Flexor and Extensor Ankle Afferents Broadly Innervate Locomotor Spinal Shox2 Neurons and Induce Similar Effects in Neonatal Mice.

Central pattern generators (CPGs) in the thoracolumbar spinal cord generate the basic hindlimb locomotor pattern. The locomotor CPG integrates descending commands and sensory information from the periphery to activate, modulate and halt the rhythmic program. General CPG function and response to sensory perturbations are well described in cat and rat models. In mouse, roles for many genetically identified spinal interneurons have been inferred from locomotor alterations following population deletion or modulation. However, the organization of afferent input to specific genetically identified populations of spinal CPG interneurons in mouse remains comparatively less resolved.

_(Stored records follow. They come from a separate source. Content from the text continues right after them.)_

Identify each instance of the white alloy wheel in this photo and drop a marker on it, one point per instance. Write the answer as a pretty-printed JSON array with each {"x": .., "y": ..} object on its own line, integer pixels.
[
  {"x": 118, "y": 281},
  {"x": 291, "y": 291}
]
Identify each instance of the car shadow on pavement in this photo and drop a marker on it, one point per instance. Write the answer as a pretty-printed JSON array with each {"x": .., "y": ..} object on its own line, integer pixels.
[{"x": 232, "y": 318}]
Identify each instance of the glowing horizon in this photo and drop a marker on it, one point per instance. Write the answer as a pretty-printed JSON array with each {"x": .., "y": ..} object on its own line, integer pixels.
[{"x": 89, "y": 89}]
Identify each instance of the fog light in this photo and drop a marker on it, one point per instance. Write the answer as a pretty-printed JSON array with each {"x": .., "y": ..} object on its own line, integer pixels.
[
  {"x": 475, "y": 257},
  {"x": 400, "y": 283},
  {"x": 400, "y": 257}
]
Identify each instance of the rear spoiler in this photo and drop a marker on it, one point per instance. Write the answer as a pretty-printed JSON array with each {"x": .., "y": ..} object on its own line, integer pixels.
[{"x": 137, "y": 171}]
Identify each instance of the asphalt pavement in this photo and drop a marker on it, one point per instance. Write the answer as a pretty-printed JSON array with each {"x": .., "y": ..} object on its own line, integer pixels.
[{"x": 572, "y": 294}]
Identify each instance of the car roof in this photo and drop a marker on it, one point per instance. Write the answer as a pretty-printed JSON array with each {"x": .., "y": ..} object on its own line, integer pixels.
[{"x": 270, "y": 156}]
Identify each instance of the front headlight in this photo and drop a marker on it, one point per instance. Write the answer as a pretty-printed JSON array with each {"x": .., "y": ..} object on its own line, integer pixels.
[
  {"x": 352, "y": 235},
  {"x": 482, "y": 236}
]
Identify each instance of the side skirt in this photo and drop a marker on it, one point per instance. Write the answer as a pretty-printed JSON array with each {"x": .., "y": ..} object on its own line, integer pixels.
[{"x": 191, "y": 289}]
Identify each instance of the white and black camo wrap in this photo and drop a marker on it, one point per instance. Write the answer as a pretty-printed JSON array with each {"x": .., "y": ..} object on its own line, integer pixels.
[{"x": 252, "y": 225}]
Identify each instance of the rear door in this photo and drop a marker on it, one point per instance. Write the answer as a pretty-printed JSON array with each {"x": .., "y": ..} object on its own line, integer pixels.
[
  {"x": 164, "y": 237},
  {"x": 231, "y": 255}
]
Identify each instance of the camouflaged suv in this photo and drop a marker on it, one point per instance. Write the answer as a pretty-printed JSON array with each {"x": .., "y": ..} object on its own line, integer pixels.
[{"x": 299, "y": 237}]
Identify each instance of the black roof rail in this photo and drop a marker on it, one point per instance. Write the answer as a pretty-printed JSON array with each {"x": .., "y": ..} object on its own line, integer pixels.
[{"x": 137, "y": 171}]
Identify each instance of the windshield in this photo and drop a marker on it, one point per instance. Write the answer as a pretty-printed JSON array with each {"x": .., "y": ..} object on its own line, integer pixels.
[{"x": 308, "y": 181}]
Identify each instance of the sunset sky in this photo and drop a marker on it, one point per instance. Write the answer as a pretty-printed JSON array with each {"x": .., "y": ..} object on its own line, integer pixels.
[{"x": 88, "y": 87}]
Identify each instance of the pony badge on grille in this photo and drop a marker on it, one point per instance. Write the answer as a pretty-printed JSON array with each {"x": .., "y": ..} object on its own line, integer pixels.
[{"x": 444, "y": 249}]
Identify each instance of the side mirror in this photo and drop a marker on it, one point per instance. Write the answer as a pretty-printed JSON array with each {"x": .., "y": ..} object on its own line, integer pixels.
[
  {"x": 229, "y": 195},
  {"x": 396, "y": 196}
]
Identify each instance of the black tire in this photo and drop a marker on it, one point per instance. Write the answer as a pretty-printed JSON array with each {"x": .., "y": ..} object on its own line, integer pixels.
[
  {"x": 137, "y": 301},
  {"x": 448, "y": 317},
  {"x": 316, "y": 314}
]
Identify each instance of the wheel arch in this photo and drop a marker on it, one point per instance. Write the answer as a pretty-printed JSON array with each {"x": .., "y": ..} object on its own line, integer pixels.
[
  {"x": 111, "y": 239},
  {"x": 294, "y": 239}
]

Here, we focused on a population of CPG neurons marked by the transcription factor Shox2. To directly test integration of afferent signaling by Shox2 neurons, sensory afferents were stimulated during patch clamp recordings of Shox2 neurons in isolated spinal cord preparations from neonatal mice. Shox2 neurons broadly displayed afferent-evoked currents at multiple segmental levels, particularly from caudal dorsal roots innervating distal hindlimb joints. As dorsal root stimulation may activate both flexor- and extensor-related afferents, preparations preserving peripheral nerves were used to provide more specific activation of ankle afferents. We found that both flexor- and extensor-related afferent stimulation were likely to evoke similar currents in a given Shox2 neuron, as assessed by response polarity, latency, duration and amplitude. It has been proposed that Shox2 neurons can be divided into neurons which contribute to rhythm generation and neurons that are premotor by the absence and presence of the V2a marker Chx10, respectively. Response to afferent stimulation did not differ based on Chx10 expression. Although currents evoked in response to flexor and extensor afferent activation did not follow expected functional antagonism, they were consistent with the observation that stimulation of flexor- and extensor-related afferents both reset the phase of ongoing fictive locomotion to flexion in neonatal mice. Together, the data suggest that Shox2 neurons are interposed in multiple sensory pathways and low threshold proprioceptive input reinforces sensory perturbation of ongoing locomotion by similarly activating or inhibiting both the rhythm and patterning layers of the CPG.